Why is $\mathbb{Z}[\sqrt{-4}] = \mathbb Z[2i]$ not a UFD?

Question

Why is $\mathbb{Z}[\sqrt{-4}] = \mathbb Z[2i]$ not a UFD?

$\mathbb Z[2i] = {a+bi}$ where $b$ is even. How do I show this since $4$ is not square-free?

Answer 1

Alternatively, you can exhibit an irreducible element which is not prime. It is easy to check that $2i$ is irreducible, but it is not prime, since $2i\mid 4=2\times 2$ but $2i\nmid 2$.

Answer 2

$$-4=-2*2$$ $$-4=2i*2i$$

First, we need to show these are irreducible factorizations, so we need to show $2$, $-2$, and $2i$ are irreducible. Notice that $\lvert z \rvert=2$ is true for all of these complex numbers, so we'll simply prove it for that case.
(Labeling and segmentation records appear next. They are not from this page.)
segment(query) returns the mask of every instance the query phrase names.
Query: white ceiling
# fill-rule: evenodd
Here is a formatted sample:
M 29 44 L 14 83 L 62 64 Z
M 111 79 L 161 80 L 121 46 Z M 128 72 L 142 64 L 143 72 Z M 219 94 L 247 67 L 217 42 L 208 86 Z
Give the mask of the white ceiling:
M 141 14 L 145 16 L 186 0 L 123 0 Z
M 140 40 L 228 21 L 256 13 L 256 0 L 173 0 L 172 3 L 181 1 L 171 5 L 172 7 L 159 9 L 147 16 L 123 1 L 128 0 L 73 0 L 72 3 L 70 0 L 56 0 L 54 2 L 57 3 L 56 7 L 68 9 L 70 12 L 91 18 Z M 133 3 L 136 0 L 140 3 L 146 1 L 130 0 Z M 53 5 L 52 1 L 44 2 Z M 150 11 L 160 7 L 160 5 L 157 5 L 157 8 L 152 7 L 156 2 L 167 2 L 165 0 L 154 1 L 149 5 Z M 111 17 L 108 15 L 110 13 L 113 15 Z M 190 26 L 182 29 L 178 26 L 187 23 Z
Let's say we have the following for $a, b, c, d \in \Bbb{Z}$: $$z=(a+2bi)(c+2di)$$

We need to show that either $a+2bi$ or $c+2di$ is a unit. Take the modulus of both sides:

$$2=\sqrt{a^2+4b^2}\sqrt{c^2+4d^2}=\sqrt{a^2c^2+4a^2d^2+4b^2c^2+16b^2d^2}$$

Square both sides.

$$4=a^2c^2+4a^2d^2+4b^2c^2+16b^2d^2$$

If both $b$ and $d$ are non-zero, then clearly, the right side is going to greater than $4$ because of the $16b^2d^2$, so either $b=0$ or $d=0$. Without loss of generality, say $b=0$.

$$4=a^2c^2+4a^2d^2=a^2(c^2+4d^2)$$

If $\lvert d \rvert > 1$, then $4d^2 > 4$, making the whole right side greater than $4$, so either $d=0$ or $d=\pm 1$. If $d=0$, then we have $4=a^2c^2$, so $\pm 2=\pm ac$. Since $\pm 2$ are prime in $\Bbb{Z}$, $\pm ac$ must be a trivial product. On the other hand, if $d=\pm 1$, then we have $4=a^2(c^2+4)=a^2c^2+4a^2$. Clearly, $4a^2 \geq 4$, but the left-hand side equals $4$, we also have $4a^2 \leq 4$, meaning $4a^2=4$ and $a=1$. Thus, this is also a trivial product. This shows that all cases lead to a trivial product, so $2$, $-2$, and $2i$ are irreducible in $\Bbb{Z}[2i]$.

Now, we need to show that these factorizations are different up to associates. We can show this by contradiction. Assume $2ia=-2$ and $2ib=2$ for some units $a, b \in \Bbb{Z}[2i]$. If this is generalized to $\Bbb{Q}[i]$, we can use the properties of a field to show that $a=i$ and $b=-i$ are the only possibilities. However, these elements have odd coefficients of $i$ and are therefore not in $\Bbb{Z}[2i]$. Thus, we have a contradiction and these two factorizations must be different.

Since $-4$ has multiple factorizations that are not associates of each other, $\Bbb{Z}[2i]$ is not a UFD.

(Also, the first factorization is only possible because $4$ is a perfect square.)

Answer 3

One can show that a UFD is integrally closed in its field of fractions (see here for a proof). Note that the field of fractions of $\mathbb{Z}[2i]$ is $\mathbb{Q}(i)$. Since $i \in \mathbb{Q}(i)$ satisfies the monic polynomial $x^2 + 1$, then it is integral over $\mathbb{Z}[2i]$ (and even over $\mathbb{Z}$). However, $i \notin \mathbb{Z}[2i]$ so $\mathbb{Z}[2i]$ is not integrally closed, hence is not a UFD.